Generalised genetics

Many people associate genetics with DNA. It often says in the definition of genetics that it is the science of heredity and inheritance in living organisms. However the phenomena of heredity and inheritance are not confined to living organisms. They extend to inorganic systems - raindrops, electrical discharges, propagating cracks, photons hitting dust. See the articles positional inheriance, velocity inheritance and darwinian physics for details about this.

If genetics is the science of heredity and inheritance in living organisms, what is the science of heredity and inheritance in non-living systems living called? It doesn't have a name. Most people don't know that it exists. There are no journals or conferences. It is a dark area of science.

Universal Darwinism requires generalised symbiosis. However, it also requires generalised genetics.

The most famous approach to generalising genetics is the "replicator" concept of Richard Dawkins. However, this concept is misleadingly-named and has caused widespread confusion - as documented in my references below.

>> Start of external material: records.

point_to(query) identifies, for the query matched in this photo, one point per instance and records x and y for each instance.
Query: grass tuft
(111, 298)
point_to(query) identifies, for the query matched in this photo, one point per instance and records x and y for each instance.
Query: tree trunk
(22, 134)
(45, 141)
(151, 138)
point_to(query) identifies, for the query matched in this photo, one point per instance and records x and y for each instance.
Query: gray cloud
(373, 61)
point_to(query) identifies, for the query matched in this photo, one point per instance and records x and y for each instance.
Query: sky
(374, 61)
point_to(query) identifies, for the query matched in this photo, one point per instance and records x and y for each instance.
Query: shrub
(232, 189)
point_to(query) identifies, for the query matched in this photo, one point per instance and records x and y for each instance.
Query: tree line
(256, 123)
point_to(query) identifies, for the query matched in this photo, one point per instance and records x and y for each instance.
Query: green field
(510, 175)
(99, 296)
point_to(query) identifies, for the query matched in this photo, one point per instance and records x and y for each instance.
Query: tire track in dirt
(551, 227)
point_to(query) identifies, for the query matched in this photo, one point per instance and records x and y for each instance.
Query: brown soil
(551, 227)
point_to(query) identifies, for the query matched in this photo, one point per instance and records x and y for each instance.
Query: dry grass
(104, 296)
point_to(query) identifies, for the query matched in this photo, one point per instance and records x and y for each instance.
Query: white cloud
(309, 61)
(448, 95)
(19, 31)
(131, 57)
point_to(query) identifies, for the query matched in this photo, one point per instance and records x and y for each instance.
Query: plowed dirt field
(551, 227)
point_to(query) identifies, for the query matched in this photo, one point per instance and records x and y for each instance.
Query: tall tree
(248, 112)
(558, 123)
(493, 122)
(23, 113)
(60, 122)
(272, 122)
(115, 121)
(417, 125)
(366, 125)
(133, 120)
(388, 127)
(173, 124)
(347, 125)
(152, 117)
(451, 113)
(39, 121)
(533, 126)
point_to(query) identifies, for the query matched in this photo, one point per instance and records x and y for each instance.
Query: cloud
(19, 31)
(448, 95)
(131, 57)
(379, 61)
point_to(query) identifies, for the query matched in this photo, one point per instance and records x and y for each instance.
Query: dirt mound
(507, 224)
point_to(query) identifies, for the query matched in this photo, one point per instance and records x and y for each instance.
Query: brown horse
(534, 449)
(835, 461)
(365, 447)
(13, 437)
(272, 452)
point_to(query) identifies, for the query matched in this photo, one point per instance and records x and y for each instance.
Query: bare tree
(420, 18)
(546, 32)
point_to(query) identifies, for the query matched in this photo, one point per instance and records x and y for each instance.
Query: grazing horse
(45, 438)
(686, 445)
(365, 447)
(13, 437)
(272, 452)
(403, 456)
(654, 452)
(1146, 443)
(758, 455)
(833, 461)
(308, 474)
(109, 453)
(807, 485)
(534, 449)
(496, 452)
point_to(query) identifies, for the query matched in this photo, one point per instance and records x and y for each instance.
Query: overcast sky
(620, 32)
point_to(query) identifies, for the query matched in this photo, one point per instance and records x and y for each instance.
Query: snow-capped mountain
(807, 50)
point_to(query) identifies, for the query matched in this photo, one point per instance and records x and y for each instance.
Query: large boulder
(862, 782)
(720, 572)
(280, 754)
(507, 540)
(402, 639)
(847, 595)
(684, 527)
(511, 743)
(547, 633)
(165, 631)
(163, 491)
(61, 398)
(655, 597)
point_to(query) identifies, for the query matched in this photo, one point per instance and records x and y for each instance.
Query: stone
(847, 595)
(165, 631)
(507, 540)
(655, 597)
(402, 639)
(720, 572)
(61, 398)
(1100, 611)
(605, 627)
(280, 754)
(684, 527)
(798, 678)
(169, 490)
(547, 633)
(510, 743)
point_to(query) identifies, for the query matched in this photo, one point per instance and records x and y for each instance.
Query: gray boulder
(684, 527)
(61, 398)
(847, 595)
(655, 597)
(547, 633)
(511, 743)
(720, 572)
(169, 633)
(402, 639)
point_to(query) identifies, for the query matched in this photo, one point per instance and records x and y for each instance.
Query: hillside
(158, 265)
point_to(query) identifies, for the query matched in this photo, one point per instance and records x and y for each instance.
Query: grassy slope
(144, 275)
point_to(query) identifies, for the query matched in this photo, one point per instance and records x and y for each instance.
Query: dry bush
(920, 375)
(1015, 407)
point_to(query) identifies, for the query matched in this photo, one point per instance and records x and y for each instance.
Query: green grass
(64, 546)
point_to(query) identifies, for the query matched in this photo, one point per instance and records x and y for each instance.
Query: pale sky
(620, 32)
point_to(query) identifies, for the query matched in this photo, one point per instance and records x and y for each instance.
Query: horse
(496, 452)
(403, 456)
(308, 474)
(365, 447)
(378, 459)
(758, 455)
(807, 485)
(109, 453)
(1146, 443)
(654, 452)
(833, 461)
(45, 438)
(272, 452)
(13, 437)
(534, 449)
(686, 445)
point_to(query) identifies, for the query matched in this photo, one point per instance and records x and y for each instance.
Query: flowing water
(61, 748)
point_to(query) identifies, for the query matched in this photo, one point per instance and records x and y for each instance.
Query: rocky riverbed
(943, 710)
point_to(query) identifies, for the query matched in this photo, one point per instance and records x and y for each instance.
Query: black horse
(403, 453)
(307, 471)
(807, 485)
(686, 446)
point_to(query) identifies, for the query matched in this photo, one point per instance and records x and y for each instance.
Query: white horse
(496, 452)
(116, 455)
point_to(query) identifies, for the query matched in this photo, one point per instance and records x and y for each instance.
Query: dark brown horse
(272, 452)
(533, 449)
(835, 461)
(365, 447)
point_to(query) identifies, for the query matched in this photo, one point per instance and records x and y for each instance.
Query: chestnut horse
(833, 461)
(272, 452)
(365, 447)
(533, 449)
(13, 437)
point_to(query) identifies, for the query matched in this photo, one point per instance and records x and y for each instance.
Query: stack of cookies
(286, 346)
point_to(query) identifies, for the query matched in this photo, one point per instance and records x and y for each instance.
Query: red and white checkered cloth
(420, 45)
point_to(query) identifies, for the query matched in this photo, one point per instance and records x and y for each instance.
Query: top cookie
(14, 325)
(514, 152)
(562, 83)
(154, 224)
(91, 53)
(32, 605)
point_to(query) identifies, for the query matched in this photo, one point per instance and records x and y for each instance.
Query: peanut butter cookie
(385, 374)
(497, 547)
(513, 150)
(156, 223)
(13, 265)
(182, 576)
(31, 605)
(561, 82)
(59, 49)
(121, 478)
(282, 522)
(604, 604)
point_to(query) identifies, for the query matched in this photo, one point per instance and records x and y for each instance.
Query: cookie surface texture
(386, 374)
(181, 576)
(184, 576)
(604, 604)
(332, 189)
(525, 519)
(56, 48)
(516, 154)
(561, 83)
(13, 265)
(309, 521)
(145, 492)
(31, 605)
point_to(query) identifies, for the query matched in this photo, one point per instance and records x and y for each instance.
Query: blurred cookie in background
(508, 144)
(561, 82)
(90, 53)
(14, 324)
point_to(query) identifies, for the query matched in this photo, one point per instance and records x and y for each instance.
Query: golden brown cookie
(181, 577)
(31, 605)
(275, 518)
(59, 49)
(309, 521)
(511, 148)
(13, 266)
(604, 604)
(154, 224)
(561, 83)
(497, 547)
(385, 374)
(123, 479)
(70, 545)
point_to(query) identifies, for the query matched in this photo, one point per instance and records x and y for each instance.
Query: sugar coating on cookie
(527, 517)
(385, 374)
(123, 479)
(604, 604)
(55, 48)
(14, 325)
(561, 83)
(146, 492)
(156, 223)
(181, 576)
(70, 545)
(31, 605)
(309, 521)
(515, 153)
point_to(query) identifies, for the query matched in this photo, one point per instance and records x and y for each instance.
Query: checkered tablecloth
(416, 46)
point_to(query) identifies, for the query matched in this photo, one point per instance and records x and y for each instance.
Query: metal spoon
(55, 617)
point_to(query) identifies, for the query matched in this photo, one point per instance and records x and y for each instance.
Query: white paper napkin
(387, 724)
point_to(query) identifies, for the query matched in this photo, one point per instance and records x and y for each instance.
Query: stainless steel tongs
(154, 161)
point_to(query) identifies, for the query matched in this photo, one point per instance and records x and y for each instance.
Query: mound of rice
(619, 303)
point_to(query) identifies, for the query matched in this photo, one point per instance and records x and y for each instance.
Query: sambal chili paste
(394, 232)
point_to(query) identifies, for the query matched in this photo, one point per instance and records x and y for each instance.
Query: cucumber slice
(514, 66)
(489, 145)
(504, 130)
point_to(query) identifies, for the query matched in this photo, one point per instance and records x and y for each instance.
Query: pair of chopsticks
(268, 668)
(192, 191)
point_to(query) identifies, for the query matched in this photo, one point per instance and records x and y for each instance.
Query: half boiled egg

Probably the next most famous approach to generalising genetics is the "mneme" concept of Richard Semon. This was conceptually pretty good, but it never took off, and its "mneme" doesn't roll off the tongue.
Other approaches are described in my essay:

The basic problem with genetics is that it is confined to living organisms. Many things in nature are copied with variation and selection that are not conventially considered to be alive. These include crystals, cracks, lighning, drainage patterns, refraction, reemission, turbulent eddies, etc. For more details see my essays:

Generalised genetics expands the concept of a science of heredity to all the cases where information is copied in nature. It uses conceptions of gene inspired by G.C. Williams - who described genes as:

In this book I use the term gene to mean 'that which segregates and recombines with appreciable frequency'

- Williams, 1966, page 241.

The existing concept of genetics could be described as "narrow genetics" - to distinguish it from the generalised version. The principles are pretty - much the same. Eventually we could deprecate the "narrow" version of "genetics" as being redundant - and drop the "generalised" prefix.